A pena imposta a Day McCarthy é de oito anos e nove meses de prisão em regime fechado. Em uma carta no Instagram, o casal expressou: “Nunca é tarde, mas ainda é tarde.”
Nesta sexta-feira (23), os atores Bruno Gagliasso e Giovanna Ewbank celebraram no Instagram a vitória no processo contra a socialite Dayane Alcântara Couto de Andrade, conhecida como Day McCarthy. O caso de racismo envolveu a filha do casal, Títi, atualmente com 11 anos. De acordo com o casal, Day McCarthy foi condenada a oito anos e nove meses de prisão em regime fechado.
A sentença emitida pela Justiça Federal do Rio de Janeiro é a mais severa já aplicada no Brasil por injúria racial. “Somente na quarta-feira, 21 de agosto de 2024, sete anos após o ocorrido, a Justiça Federal do Rio de Janeiro proferiu uma decisão histórica, condenando a autora dos crimes de injúria racial e racismo”, afirmam os artistas. A sentença determina a execução imediata da pena.
O episódio de racismo ocorreu em 2017, quando Títi tinha apenas quatro anos, e gerou grande revolta devido às ofensas feitas por Day nas redes sociais. A denúncia formal foi apresentada em maio de 2021.

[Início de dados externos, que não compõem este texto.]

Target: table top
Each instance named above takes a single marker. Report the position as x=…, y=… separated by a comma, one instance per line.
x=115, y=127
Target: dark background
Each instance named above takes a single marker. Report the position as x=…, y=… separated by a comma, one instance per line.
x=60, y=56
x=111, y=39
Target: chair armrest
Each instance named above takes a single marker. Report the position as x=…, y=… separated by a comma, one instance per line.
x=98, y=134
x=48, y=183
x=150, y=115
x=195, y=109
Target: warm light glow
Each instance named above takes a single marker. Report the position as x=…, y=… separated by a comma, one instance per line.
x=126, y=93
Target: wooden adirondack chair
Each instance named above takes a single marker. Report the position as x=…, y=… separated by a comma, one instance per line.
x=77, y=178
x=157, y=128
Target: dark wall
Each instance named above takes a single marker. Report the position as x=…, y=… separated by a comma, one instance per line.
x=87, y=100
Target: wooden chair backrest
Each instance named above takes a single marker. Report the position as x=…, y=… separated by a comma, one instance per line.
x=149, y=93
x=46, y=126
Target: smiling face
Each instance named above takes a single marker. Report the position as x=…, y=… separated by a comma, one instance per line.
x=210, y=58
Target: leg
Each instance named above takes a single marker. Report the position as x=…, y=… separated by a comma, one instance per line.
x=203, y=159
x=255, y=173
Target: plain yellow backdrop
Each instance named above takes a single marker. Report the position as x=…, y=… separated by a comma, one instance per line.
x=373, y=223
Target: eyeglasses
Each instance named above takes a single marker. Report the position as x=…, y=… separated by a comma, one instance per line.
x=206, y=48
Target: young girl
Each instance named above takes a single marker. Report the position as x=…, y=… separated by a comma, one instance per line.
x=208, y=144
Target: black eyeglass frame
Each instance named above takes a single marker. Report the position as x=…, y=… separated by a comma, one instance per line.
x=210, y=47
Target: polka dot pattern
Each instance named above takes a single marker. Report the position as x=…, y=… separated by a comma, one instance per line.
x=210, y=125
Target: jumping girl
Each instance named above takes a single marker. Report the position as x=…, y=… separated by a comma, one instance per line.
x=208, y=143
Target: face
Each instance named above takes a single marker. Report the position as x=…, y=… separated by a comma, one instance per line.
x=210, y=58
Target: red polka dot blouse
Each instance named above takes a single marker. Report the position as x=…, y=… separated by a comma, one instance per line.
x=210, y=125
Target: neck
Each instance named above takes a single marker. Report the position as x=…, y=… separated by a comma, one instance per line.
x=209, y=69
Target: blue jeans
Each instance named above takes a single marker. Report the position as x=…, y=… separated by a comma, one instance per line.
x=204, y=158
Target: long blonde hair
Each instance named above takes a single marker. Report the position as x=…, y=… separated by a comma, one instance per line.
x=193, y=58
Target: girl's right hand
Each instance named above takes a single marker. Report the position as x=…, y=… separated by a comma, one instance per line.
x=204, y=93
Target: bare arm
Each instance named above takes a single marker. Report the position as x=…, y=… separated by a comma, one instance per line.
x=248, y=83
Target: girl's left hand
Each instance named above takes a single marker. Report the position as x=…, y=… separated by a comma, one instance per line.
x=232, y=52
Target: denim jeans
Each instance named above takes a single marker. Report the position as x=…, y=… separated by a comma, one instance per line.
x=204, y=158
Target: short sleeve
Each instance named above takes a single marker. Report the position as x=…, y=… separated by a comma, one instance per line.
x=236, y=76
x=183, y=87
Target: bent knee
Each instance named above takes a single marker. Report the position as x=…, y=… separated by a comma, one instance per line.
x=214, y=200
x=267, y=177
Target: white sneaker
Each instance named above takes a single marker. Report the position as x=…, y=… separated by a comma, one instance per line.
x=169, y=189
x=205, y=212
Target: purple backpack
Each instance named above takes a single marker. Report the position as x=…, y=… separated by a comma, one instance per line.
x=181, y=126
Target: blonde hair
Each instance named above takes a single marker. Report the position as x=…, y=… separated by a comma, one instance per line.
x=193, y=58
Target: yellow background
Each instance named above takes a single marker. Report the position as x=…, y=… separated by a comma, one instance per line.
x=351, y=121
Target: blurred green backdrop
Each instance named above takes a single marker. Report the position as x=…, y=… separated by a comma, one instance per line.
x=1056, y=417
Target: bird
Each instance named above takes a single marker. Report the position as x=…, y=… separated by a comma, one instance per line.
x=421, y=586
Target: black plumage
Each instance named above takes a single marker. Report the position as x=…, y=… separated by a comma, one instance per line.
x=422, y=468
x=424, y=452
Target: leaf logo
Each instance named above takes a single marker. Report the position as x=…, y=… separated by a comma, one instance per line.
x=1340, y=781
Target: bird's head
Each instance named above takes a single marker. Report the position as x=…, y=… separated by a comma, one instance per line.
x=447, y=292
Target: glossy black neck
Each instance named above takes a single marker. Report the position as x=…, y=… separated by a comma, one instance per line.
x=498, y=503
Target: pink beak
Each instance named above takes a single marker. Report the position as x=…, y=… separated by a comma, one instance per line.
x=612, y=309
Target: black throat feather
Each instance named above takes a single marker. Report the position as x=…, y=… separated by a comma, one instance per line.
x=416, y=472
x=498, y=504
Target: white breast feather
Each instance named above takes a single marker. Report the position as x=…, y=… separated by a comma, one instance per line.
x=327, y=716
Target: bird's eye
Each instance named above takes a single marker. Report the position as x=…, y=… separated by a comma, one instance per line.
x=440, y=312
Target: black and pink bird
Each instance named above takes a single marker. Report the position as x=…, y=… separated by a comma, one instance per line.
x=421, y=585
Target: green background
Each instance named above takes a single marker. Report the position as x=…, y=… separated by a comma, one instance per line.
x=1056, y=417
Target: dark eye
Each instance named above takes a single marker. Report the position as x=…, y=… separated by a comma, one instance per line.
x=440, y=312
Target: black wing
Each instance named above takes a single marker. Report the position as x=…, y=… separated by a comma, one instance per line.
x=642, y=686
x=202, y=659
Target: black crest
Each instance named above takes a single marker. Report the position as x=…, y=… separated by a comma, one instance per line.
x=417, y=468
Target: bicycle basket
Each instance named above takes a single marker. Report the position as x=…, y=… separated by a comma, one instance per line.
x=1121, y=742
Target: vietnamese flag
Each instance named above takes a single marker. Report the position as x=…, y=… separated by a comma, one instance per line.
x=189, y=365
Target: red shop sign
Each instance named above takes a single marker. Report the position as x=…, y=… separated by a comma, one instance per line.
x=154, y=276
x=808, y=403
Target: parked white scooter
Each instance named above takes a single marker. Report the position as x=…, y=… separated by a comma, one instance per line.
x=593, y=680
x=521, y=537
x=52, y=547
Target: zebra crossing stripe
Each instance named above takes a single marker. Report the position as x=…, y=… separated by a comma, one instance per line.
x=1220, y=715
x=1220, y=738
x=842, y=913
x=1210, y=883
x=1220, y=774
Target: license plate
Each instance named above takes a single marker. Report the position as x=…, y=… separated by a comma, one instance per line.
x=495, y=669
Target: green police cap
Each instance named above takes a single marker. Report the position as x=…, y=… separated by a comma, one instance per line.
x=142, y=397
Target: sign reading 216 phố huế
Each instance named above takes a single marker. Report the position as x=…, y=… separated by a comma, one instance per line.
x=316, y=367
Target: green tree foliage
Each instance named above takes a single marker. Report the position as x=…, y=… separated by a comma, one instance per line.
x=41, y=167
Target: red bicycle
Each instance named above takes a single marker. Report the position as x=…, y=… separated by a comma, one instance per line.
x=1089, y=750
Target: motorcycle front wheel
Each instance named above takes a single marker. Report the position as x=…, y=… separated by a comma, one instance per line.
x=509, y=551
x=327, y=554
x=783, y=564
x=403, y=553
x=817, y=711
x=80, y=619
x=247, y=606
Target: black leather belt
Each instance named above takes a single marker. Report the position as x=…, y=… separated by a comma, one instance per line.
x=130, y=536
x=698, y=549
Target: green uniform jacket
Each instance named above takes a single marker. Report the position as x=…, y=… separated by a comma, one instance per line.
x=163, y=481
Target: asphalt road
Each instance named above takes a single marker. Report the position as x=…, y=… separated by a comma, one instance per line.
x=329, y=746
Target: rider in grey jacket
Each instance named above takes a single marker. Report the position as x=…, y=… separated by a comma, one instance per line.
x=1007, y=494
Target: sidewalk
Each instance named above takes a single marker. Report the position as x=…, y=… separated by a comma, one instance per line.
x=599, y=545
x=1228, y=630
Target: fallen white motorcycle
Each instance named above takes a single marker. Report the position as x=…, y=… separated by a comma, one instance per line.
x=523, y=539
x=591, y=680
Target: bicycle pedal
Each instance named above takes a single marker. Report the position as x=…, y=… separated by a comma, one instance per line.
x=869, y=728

“Hoje celebramos uma vitória contra o racismo. Infelizmente, essa conquista acontece porque temos visibilidade e somos ouvidos mais do que a população negra, que desde sua chegada a este país não para de sofrer e lutar. Nunca é tarde, mas ainda é tarde”, afirmaram eles.
Eles também expressaram sua gratidão pela mobilização nas redes sociais em torno do caso de racismo: “Como pais, estamos emocionados e agradecemos profundamente. A comoção pública foi crucial para alcançarmos esse avanço. Não temos mais nada a declarar, mas continuaremos vigilantes, pois o racismo ainda está longe de acabar.”
Segundo a carta divulgada por Bruno e Giovanna, esta é a primeira vez que uma pessoa é condenada à prisão em regime fechado no Brasil por um caso de racismo. Anteriormente, conforme o Gshow, Day já havia sido condenada na esfera cível a pagar uma multa de R$ 180 mil. Na ocasião, ela não compareceu à audiência e foi representada pelo advogado Gil Ortuzal, que alegou que sua cliente, uma escritora residente no Canadá, não tinha condições de pagar a quantia determinada.